As pointed out above, in the past, management has included positive pressure pulmonary ventilation along with the monitoring and maintenance of secondary functions. However, with the discovery of the nature of lung surfactant, some work has been done to replace the lacking surfactant with exogenous surfactant components. Generally speaking, however, such attempts have been unsuccessful until Fujiwara and his coworkers used cow lung extract fortified with DPPC and phosphatidylglycerol, two of the principal components of natural lung surfactant. Fujiwara, et al. reported their work in Lancet 1:55, January 1980.
One of the possible shortcomings of a substitute surfactant derived from animal lung extracts are its undefined nature, the possibility of contamination with micro-organisms, and especially the presence of foreign proteins which may lead to possible sensitization in the individual to whom such extracts are administered. It is therefore desirable to develop a lung surfactant substitute whose composition is completely defined, whose production may essentially exclude any possibility of microbial contamination, and in which, antigenic proteins are completely absent.
With regard to the preparation of artificial lung surfactant compositions which are free of protein, I. L. Metcalfe and his coworkers have reported (J. Applied Physiology: Respiratory Environmental Exercise Physiology 49:34, 1980) that a composition of 70% DPPC, 20% egg phosphatidylcholine, 10% phosphotidylinositol and 1% palmitic acid, exhibits acceptable properties. Similarly, C. J. Morley at the 16th International Congress of Pediatrics held at Barcelona, September 1980 reported that an artificial surfactant consisting of DPPC and unsaturated phosphatidylglycerol shows promise.
Despite the reports of synthetic surfactant noted above, the preparation of a protein free synthetic lung surfactant substitute suitable as a temporary replacement for natural lung surfactant has been quite difficult since the physiochemical characteristics of natural lung surfactant are complex and at times contradictory. The principal characteristics of a lung surfactant are (1) it must absorb very rapidly from bulk phase to the liquid interface lining the alveolar tissues and spread a film thereon. The film must be formed rapidly since newborns have a high respiratory rate and only a few tenths of a second is available during inspiration to form the film while the air spaces are expanding. (2) The surfactant surface film must be stable to ensure that the surface tension remains at a low value (not more than 10 mN/m) during expiration. The stable film ensures that as transpulmonary pressure falls, the alveolar spaces remain expanded and functional; and that residual volume does not decrease to zero. (3) Although some of the surfactant material inevitably is forced from the interfacial film during expiration, it is essential that the surfactant have sufficient mobility to reenter the interface during the next expansion. Such properties of the surfactant ensures that its loss from the interfacial film is not so high as to require excessive dosage volumes and/or rates.

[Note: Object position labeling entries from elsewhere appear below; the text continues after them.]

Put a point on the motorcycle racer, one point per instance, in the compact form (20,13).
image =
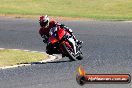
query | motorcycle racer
(46,25)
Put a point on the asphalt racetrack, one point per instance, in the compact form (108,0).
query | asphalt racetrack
(107,48)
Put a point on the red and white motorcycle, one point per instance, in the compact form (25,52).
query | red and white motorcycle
(62,42)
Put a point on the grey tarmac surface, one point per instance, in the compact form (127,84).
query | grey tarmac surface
(107,48)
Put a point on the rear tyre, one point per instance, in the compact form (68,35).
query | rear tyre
(66,51)
(80,57)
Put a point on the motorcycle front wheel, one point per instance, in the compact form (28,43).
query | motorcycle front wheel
(68,53)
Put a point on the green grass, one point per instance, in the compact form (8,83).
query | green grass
(10,57)
(96,9)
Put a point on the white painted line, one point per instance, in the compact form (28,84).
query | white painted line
(50,58)
(1,48)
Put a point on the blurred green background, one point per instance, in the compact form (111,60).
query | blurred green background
(95,9)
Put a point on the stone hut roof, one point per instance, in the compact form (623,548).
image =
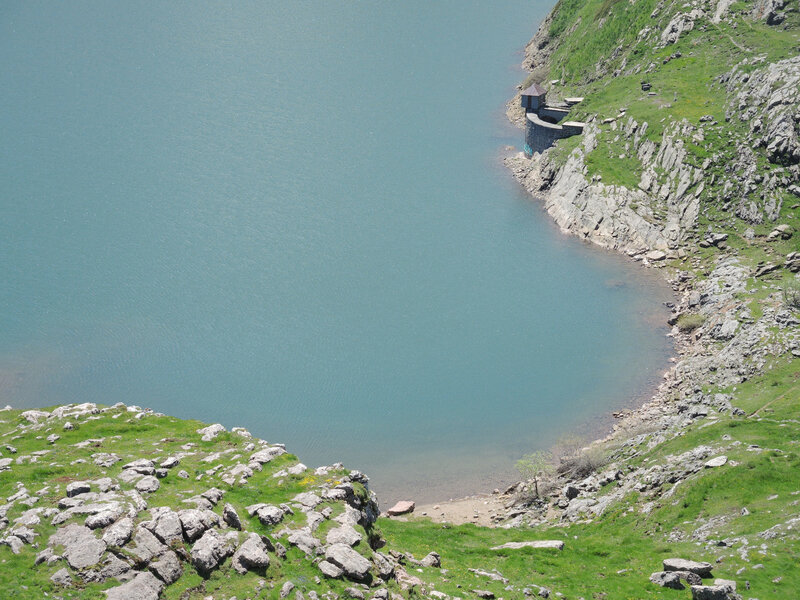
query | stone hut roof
(534,90)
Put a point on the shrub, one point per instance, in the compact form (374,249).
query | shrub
(535,466)
(690,321)
(791,294)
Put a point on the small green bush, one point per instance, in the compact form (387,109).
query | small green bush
(689,322)
(791,294)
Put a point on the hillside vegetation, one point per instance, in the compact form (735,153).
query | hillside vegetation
(697,177)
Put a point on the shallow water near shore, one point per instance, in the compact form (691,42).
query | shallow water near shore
(293,217)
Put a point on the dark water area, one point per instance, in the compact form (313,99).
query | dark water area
(293,217)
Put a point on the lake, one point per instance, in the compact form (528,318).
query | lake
(293,216)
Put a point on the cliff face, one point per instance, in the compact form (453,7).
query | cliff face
(714,139)
(697,173)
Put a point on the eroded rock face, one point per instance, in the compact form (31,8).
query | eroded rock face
(348,560)
(768,99)
(703,569)
(145,586)
(251,555)
(210,551)
(81,548)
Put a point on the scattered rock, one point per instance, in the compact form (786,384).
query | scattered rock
(703,569)
(402,507)
(251,555)
(351,562)
(145,586)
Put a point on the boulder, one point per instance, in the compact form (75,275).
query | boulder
(723,591)
(668,579)
(251,555)
(432,559)
(146,545)
(303,539)
(209,552)
(77,487)
(402,507)
(345,534)
(61,577)
(210,432)
(167,568)
(119,533)
(330,570)
(147,484)
(145,586)
(231,517)
(703,569)
(267,454)
(142,466)
(81,548)
(351,562)
(195,521)
(165,525)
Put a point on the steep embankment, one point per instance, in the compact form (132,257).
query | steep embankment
(697,174)
(698,178)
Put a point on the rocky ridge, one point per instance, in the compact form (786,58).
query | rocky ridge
(183,510)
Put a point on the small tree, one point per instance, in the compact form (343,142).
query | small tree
(534,466)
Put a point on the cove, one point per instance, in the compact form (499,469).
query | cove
(293,217)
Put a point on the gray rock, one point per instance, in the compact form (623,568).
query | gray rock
(267,454)
(668,579)
(145,586)
(165,525)
(303,539)
(196,521)
(329,569)
(61,577)
(210,551)
(77,487)
(231,517)
(714,592)
(142,466)
(81,548)
(703,569)
(103,519)
(169,462)
(269,514)
(146,545)
(351,562)
(119,533)
(345,534)
(148,484)
(251,555)
(167,568)
(210,432)
(213,495)
(432,560)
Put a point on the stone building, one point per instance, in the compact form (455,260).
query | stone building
(543,124)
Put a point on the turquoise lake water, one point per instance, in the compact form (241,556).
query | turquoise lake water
(293,216)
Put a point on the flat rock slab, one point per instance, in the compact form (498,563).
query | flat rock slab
(554,544)
(348,560)
(681,564)
(145,586)
(81,548)
(401,508)
(716,462)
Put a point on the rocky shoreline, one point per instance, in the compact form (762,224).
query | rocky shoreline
(728,345)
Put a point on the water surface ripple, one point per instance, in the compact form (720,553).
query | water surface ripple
(291,216)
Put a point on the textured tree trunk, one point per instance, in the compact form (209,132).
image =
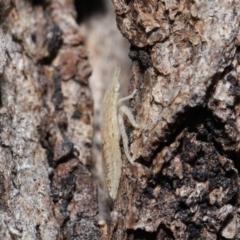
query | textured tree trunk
(45,124)
(186,68)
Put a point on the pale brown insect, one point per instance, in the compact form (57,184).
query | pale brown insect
(112,130)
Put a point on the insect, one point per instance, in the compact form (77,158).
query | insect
(112,130)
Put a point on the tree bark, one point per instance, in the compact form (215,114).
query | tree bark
(46,124)
(186,68)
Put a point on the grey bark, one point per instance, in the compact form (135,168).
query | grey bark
(46,124)
(186,63)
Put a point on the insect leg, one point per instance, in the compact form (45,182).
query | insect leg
(124,138)
(125,110)
(127,98)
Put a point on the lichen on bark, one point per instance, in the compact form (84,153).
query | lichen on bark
(185,182)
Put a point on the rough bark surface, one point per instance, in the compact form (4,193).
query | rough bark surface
(186,66)
(45,124)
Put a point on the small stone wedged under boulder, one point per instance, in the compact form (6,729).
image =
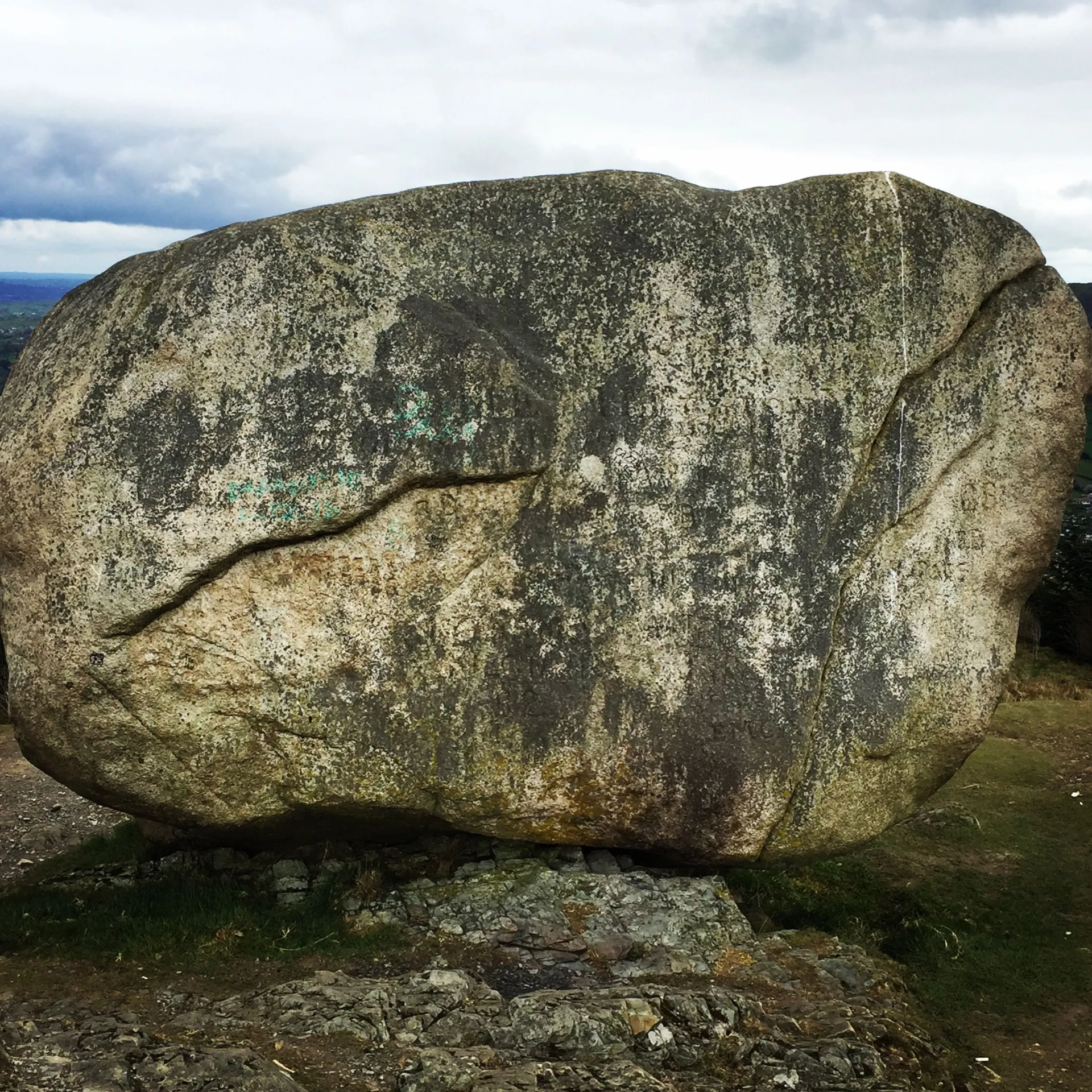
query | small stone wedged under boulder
(598,509)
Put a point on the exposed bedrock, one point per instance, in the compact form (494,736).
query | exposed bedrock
(598,509)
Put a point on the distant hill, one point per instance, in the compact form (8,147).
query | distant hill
(24,300)
(1082,292)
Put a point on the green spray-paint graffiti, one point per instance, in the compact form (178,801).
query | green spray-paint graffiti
(312,496)
(420,417)
(286,500)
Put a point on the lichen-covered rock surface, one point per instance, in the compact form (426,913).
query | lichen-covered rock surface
(600,509)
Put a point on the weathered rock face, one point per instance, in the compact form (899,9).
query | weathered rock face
(600,509)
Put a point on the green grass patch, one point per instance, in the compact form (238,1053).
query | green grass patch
(125,842)
(1044,675)
(984,897)
(188,919)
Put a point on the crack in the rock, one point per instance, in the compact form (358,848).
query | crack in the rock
(961,456)
(865,469)
(218,568)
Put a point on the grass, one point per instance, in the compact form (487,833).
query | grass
(189,920)
(1045,675)
(984,897)
(125,842)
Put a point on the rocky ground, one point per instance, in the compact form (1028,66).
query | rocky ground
(508,966)
(574,971)
(39,817)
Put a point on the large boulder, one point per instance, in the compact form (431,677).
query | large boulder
(601,509)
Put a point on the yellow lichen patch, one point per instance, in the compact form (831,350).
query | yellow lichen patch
(578,915)
(639,1015)
(732,959)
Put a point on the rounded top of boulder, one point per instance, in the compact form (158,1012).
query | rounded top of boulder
(562,508)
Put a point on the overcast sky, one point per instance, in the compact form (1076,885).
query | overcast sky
(128,123)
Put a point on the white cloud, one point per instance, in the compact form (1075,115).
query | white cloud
(52,246)
(191,113)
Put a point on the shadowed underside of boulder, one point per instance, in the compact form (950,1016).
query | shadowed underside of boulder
(601,509)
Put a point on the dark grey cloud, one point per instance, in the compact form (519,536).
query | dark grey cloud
(133,175)
(787,30)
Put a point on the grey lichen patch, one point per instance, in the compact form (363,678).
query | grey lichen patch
(598,509)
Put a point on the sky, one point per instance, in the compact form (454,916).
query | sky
(127,125)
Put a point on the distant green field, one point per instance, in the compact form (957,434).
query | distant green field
(16,322)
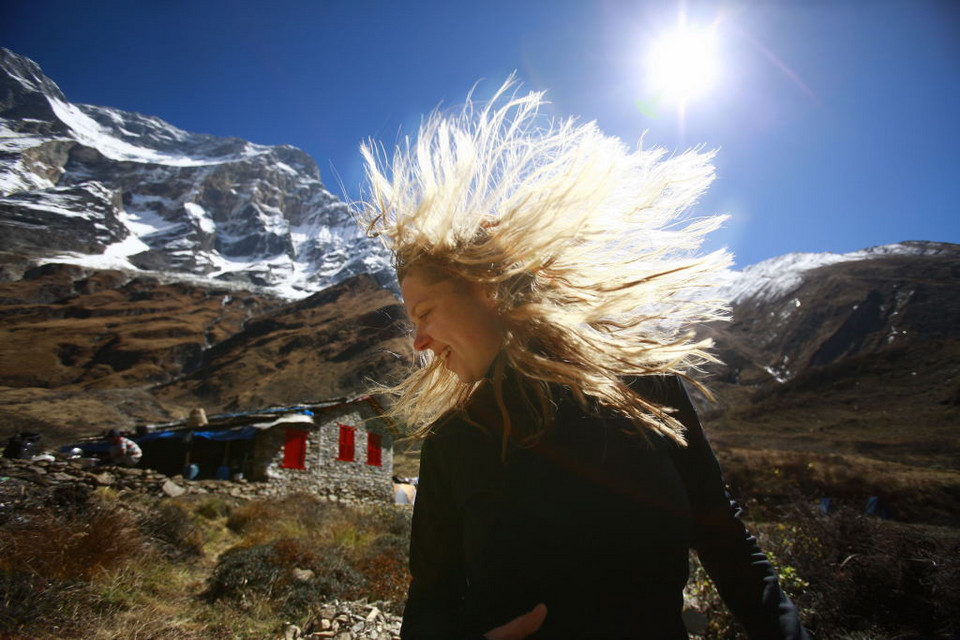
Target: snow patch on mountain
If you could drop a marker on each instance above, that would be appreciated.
(778, 277)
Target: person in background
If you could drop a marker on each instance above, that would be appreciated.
(555, 293)
(123, 451)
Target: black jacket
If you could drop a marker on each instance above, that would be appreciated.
(593, 521)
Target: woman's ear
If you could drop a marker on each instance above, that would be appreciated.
(490, 298)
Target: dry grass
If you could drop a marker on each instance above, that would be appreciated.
(93, 566)
(770, 478)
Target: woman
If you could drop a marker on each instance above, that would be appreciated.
(564, 475)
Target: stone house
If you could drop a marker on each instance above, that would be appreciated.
(341, 449)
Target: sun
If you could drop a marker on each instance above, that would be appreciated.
(683, 65)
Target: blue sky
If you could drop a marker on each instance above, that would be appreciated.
(837, 122)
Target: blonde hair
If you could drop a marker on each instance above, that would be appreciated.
(596, 277)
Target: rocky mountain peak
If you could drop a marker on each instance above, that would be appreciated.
(107, 188)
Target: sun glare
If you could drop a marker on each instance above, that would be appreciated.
(683, 65)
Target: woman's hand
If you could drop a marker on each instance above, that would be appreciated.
(520, 627)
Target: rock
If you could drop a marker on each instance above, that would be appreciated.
(172, 489)
(302, 575)
(695, 621)
(104, 479)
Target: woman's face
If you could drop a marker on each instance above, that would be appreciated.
(456, 320)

Some of the requirements for the surfactants as noted above, appear to be contradictory insofar as the physicochemical properties of the lung surfactant materials are concerned. Thus, the high molecular mobility required for rapid adsorption and respreading into the interfacial film contradicts the low mobility necessary for a stable and persistent film. In natural lung surfactant, this contradiction is apparently resolved through the complexity of the multicomponents as noted above which are organized around a specific protein. Such complex material apparently has the ability to spontaneously undergo the necessary molecular sorting and phase changes required to satisfy these apparently contradictory physico chemical requirements. Thus the preparation of a simple, yet effective synthetic lung surfactant appears to be fought with difficulty.